- Lewis Lewis, as seen in a map of Vigo County
- Coordinates: 39°15′33″N 87°15′08″W﻿ / ﻿39.25917°N 87.25222°W
- Country: United States
- State: Indiana
- County: Vigo, Sullivan
- Township: Pierson, Jackson
- Platted: 9 September 1838
- Elevation: 597 ft (182 m)
- Time zone: UTC-5 (Eastern)
- • Summer (DST): UTC-4 (EDT)
- ZIP code: 47858
- Area codes: 812, 930
- FIPS code: 18-43020
- GNIS feature ID: 2830567

= Lewis, Indiana =

Lewis, also known as Lewisburg or Centerville, is an unincorporated community and census designated place (CDP) in Vigo County, in the U.S. state of Indiana. Originally platted entirely within Vigo County, it has now expanded into adjacent Sullivan County.

It is part of the Terre Haute Metropolitan Statistical Area.

==History==
The town was laid out September 9, 1838, by Addison Williams near the south line of Vigo County, on the Centerville wagon road, which was used by the pony express for a few years. The first business in town was a tannery established by Joseph Stutman, and the first house was built by Charles Stewart in 1842. A cabinet shop run by the Buskirks and John B. Smith's blacksmith shop soon followed.
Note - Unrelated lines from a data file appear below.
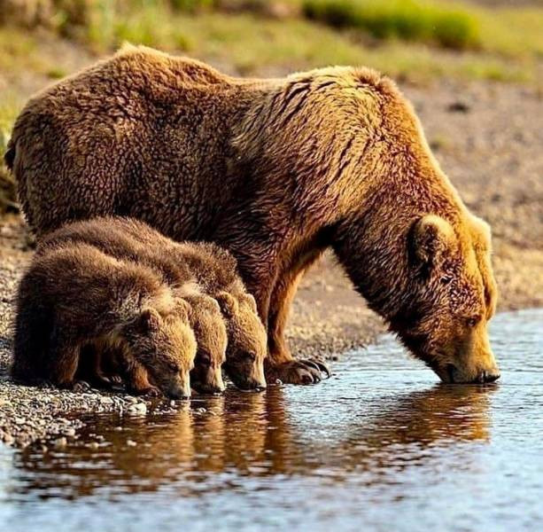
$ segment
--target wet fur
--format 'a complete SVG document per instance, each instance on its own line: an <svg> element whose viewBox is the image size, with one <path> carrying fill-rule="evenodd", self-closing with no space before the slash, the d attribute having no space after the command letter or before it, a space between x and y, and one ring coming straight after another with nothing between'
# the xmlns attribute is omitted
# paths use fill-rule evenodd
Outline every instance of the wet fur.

Dodson & Jenkins opened a store in 1844. Lewis had a log school-house for many years, and established itself as a canal town as well.

The post office at Lewis has been in operation since 1840.

==Demographics==
The United States Census Bureau delineated Lewis as a census designated place in the 2022 American Community Survey.